BNNP Malut saat Pres Rilies Penagkapan Jaringan Narkoba

TERNATE-PM.com, Badan Narkotika Nasional Perwakilan
(BNNP) Provinsi Maluku Utara, berhasil meringkus lima terduga pengguna
narkotika golongan satu jenis sabu dan ganja yang beredar di wilayah Provinsi
Maluku Utara (Malut).

Kelima
tersangka yang diringkus tersebut di antaranya, Wahyudi alias Yudi (29),
Christian alis Chris (40), Mulyadi Dahlan alias Mul (38) dan Safril Buamona
alias Saf (41) serta Rachmat Hidayat alias Amat (27).

Kepala
BNNP Malut, Brigjen (Pol) Edi Swasono melalui salah satu penyidik AKP D. Nyoman
Adnyana, dalam pres release di lantai III Kantor BNNP Malut, Selasa (17/6/2019)
mengatakan, penangkapan lima terduga ini dilakukan pada lokasi dan hari yang
berbeda.

Untuk
penangkapan pertama dilakukan, Ahad (8/9) dengan tersangka Wahyudi alias Yudi
(29) dengan TKP di jalan raya Kelurahan Tanah Tinggi, Kota Ternate Tengah.

Penangkapan
terhadap Yudi kata Nyoman, saat memberikan sabu seberat 0,33 gram kepada
Christian atau Chris yang berprofesi sebagai karyawan salah satu toko Optik
Manado.

“Dari penangakapan
dan penyitaan itu petugas langsung melakukan penggledahan di sekitar rumah
Christian, dan kembali menemukan 6 paket kecil ganja seberat 5,93 gram yang
ditemukan tepat disamping rumah Christian. “Dari situ Yudi dan Christian
langsung dibawa petugas BNNP Malut untuk dilakukan pengembangan,” tegasnya.

Nyoman
berujar dari hasil pemeriksaan, Chris mengaku membeli shabu dengan cara
mentransfer uang melalui Bank BCA Cab Ternate senilai Rp 500.000 dan Yudi
disuruh oleh AK yang sedang menjalani hukuman di Lapas Kelas IIa Ternate, untuk
mengantar shabu tersebut.

“Selain kita
amankan sabu dan ganja, kita juga menyita tiga handphone berbagai merk dan uang
tunai Rp 250 000,” katanya.
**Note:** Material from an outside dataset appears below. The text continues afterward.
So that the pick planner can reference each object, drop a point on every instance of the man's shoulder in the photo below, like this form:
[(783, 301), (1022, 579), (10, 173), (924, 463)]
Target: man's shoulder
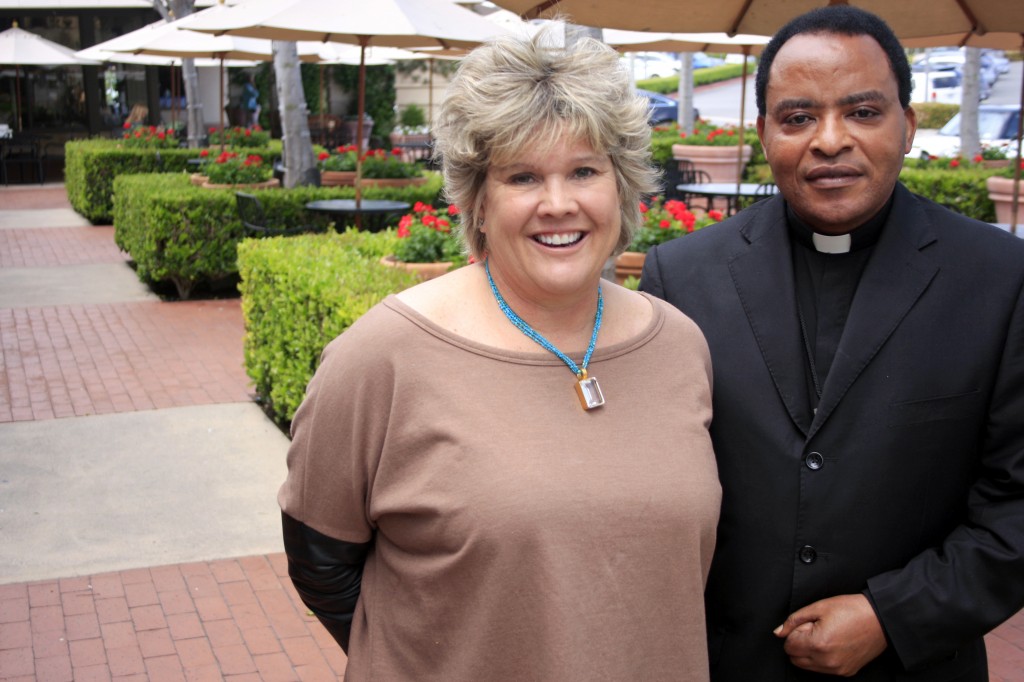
[(966, 236)]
Saat ini menurut Nyoman, pihaknya masih melakukan
pengembangan atas keterangan tersangka. “Keterangan tersangka tidak langsung
kita percaya tapi kita dalami dulu, salah satunya yang ada di dalam Lapas Kelas
IIA Ternate,” tuturnya seraya menyampaikan belum berkoordinasi dengan Lapas
terkait informasi tersebut.

Nyoman
juga mengatakan pada, Rabu (11/9/2019), anggota kembali menangkap Mulyadi yang
merupakan tenaga honorer di Direktorat Lalu-Lintas (Ditlantas) Polda Malut dan
rekannya Safril.

Keduanya
diringkus di Kelurahan Kalumpang lingkungan Tanah Mesjid, karena diduga
terlibat narkotika jenis sabu. “Dari pengakuan barang tersebut dikirim dari
satu tahanan di Lapas kelas IIA dengan inisial R,” akunya.

Dari
tangan keduanya anggota mengamankan barang bukti satu bungkus kecil Narkotika
jenis Shabu seberat 0,10 gram, 2 handphone dan alat hisap Shabu. “Untuk hasil
pemeriksaan urine tim medis BNNP Malut, kedua tersangka Mulyadi dan Satril
tidak terdeteksi dan karena mereka telah menggunakan sejak 3 bulan lalu,” katanya.

Selanjutnya
pada, Kamis (12/9), tim kembali meringkus 
Rachmat Hidayat alias Amat saat menjemput narkotika jenis sabu di salah
satu jasa pengiriman barang J&T. Saat penangakapan Amat di pekuburan Islam
Ternate menurutnya, anggota mengamankan 33 paket kecil sabu dengan berat 32.75
gram.

Nyoman menegaskan atas perbuatan tersebut, Yudi, Cristian dan Rahmad dijerat dengan pasal 112 ayat (1), Pasal 114 ayat (1) dan Pasal 127 ayat (1) huruf a Undang-undang Nomor 35 Tahun 2009. “Semantara Mulyadi dan Safril kita dijerat dengan pasal 112 ayat (1) UU, karena masih dalam pengembangan,” jelasnya lagi.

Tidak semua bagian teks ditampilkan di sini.